October 21, 2004:
Awkward Things
When I was 19 or so I decided at the last minute to go on Spring Break. I was in my first year at university but I was very much not a Spring Break person. Still, I went. I stayed with three frat boys I had just met. And I had a good time. Somewhere near the end, one of the frat boys, the one we called Pat Sajak, offered me a cigarette. I didn’t smoke. He handed me the cigarette and I held it out in midair waiting for my light. For some reason this stands out as a particularly awkward moment. It had to be no secret by then that I didn’t fit in, that I wasn’t anything, that I wasn’t a Spring Break person, that I wasn’t a drinker or a partier or a smoker, but I felt that that particular moment had revealed everything.
You’re out and it’s the middle of the day and you realize your zipper is way down. You probably have a pair of pants just like these. They are nice and comfortable and perhaps they go with nearly everything and maybe even they are drip dry and they don’t require ironing but they have a sinking zipper and you always forget that.

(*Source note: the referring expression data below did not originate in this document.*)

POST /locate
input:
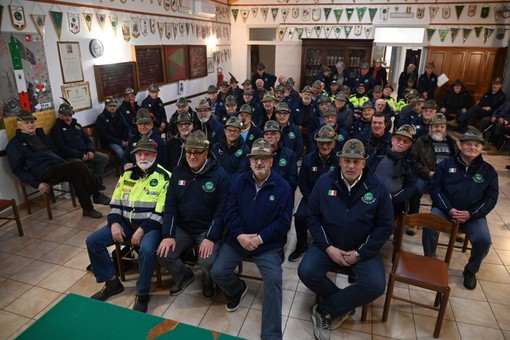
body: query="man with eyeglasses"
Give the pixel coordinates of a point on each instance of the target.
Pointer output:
(174, 153)
(258, 214)
(210, 127)
(396, 167)
(350, 218)
(145, 125)
(136, 215)
(231, 151)
(193, 214)
(34, 159)
(321, 160)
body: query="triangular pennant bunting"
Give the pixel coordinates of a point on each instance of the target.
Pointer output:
(465, 34)
(372, 12)
(18, 17)
(361, 13)
(487, 33)
(347, 30)
(285, 13)
(318, 30)
(338, 14)
(101, 18)
(235, 12)
(453, 33)
(478, 30)
(430, 33)
(443, 32)
(73, 21)
(327, 11)
(349, 12)
(338, 30)
(274, 13)
(56, 18)
(39, 22)
(114, 21)
(88, 17)
(458, 10)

You sneeze what you think is going to be a regular sneeze only it isn’t. It’s a carrier sneeze. And there you are, palming a sneeze, with no place to put it. Man, that’s awkward.
Waving back at someone who is waving to someone just behind you. Nearly every person of high school age. Overhearing somebody talking about you. Being overheard talking about that person. When accidentally intruding upon somebody, the moment you wait to announce yourself. Opening your apartment door just as the mailman is about to deliver your mail. He’s startled and you’re startled. And now he doesn’t even know where to put the mail so he hands it to you abruptly.
Asking a question that expects an answer and receiving silence. Asking a question that doesn’t expect an answer and getting one. Misconstrued sarcasm. Sex, when it’s wrong, very awkward business, that. Calling a friend on his birthday when you didn’t know it was his birthday. When you’re single, meeting up with recently married friends. They say they don’t want anything to be different, but it’s always different.